U.S. authorities said last week they had foiled a plot to kill Saudi's ambassador to Washington, Adel al-Jubeir, and had arrested an Iranian-U.S. joint national -- news that raised tensions between Tehran, its Arab neighbors and the West.
President Barack Obama said the foiled plot should lead to tighter sanctions against Iran -- already under several rounds of U.N. sanctions over its nuclear program -- and repeated that all options are on the table to deal with the Islamic republic, a tacit threat of possible military action.
U.N. Secretary-General Ban Ki-moon said on Monday he had passed correspondence about the U.S. suspicions of Iran's involvement in the alleged plot to the U.N. Security Council.
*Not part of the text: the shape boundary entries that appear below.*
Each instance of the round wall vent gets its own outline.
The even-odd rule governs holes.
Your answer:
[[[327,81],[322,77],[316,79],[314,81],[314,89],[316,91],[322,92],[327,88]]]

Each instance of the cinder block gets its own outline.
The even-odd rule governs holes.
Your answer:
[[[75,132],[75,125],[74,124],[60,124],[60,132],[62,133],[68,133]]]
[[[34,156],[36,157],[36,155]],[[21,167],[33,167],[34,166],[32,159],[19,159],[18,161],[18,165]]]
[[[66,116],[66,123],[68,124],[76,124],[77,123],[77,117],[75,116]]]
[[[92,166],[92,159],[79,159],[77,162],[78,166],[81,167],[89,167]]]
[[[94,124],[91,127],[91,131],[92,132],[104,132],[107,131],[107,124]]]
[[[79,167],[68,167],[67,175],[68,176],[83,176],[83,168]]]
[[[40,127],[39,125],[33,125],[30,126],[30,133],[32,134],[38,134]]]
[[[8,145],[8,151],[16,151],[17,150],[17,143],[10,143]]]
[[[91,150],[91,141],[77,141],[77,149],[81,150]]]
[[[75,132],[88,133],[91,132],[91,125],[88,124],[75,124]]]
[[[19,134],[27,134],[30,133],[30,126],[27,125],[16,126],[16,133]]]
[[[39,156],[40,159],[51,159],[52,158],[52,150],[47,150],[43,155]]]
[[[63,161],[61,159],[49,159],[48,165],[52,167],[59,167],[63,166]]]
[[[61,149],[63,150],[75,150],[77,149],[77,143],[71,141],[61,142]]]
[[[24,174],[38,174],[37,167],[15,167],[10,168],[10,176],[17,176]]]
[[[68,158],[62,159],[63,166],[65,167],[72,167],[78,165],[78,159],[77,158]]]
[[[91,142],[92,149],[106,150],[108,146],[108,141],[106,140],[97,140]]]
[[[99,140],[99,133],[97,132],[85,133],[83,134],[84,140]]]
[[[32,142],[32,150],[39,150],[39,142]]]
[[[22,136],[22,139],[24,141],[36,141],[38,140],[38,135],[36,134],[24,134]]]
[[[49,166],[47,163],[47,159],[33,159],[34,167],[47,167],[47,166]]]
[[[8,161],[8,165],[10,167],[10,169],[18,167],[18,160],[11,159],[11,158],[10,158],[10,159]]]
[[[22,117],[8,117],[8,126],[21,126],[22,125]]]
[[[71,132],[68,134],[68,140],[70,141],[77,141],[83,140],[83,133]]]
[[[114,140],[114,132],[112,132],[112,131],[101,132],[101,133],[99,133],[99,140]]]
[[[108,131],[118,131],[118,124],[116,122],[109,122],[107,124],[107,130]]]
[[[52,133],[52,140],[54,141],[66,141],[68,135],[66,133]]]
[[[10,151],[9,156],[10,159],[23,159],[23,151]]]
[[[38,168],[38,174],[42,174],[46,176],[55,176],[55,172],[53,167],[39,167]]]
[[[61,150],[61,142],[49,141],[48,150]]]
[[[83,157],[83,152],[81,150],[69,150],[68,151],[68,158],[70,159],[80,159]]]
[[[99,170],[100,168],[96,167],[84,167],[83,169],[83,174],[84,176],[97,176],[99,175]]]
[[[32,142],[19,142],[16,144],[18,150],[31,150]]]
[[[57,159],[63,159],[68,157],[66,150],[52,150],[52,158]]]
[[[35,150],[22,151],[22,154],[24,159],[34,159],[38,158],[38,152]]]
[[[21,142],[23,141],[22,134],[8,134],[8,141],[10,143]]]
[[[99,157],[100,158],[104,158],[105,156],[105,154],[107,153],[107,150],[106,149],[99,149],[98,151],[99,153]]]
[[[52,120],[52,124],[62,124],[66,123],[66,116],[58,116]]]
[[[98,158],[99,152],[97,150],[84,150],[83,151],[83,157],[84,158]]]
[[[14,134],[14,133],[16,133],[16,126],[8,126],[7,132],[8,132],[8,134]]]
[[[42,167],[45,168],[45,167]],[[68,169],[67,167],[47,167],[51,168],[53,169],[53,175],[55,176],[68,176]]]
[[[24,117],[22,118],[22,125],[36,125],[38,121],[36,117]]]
Tehran says Washington fabricated the plot to divert attention from its own economic problems and increase pressure on Iran, which it has long considered a supporter of "terrorist" groups with nuclear weapons ambitions.
Supreme Leader Ayatollah Ali Khamenei has warned the West Iran will counter any "inappropriate measure" taken against it and said he had no fear of military or sanctions threats.
"Despite the high military, security, propaganda and sanctions pressure, the Islamic Republic is proud not to back down even an iota during the past 32 years," he said in a televised speech during a tour of Kermanshah province.
"The Iranian nation and its officials will not yield to the enemies' blackmailing and pressure."
The plot furor appears to have killed any chance of a rapid return to talks between Tehran and world powers concerned about its nuclear program, but Salehi said Iran continued to make strides in the technology it says is for purely peaceful ends.
Salehi conceded Iran had initially feared the assassination of a nuclear scientist in Tehran last November -- which it blamed on Israel -- had dealt a severe blow to a key part of its atomic work.
"When (Majid) Shahriyari was martyred we were worried because he was the only person who knew about this professional field (enriching uranium to 20 percent purity)," he said.
"But after our trip to (the nuclear plant in the city of) Isfahan, I understood that the graceful martyr had trained about 20 people in his workshops. Right now we have several thousand nuclear engineers and there is almost nothing in the nuclear issue that we want to achieve but cannot."
Iran's announcement last year that it had escalated uranium enrichment from the low level needed for electricity production to 20 percent, alarmed many countries that feared it was a key step toward making material potent enough for a nuclear bomb.
Tehran says the fuel is needed to make isotopes for cancer treatment and previous nuclear talks focused on a deal to deliver ready-made fuel for its medical reactor in exchange for some of Iran's stock of low-enriched uranium.
Salehi said in January -- ahead of the last round of nuclear talks that then stalled -- that such a fuel swap deal was becoming less relevant as Iran would be able to produce its own fuel plates for the reactor in the first half of the Iranian year, which began in March.
With that deadline already passed, Salehi said on Monday Iran would be producing the medical reactor fuel within the next four to five months. He said Iran had produced almost 70 kg (150 lb) of 20 percent enriched uranium, up from an estimated 40 kg in January.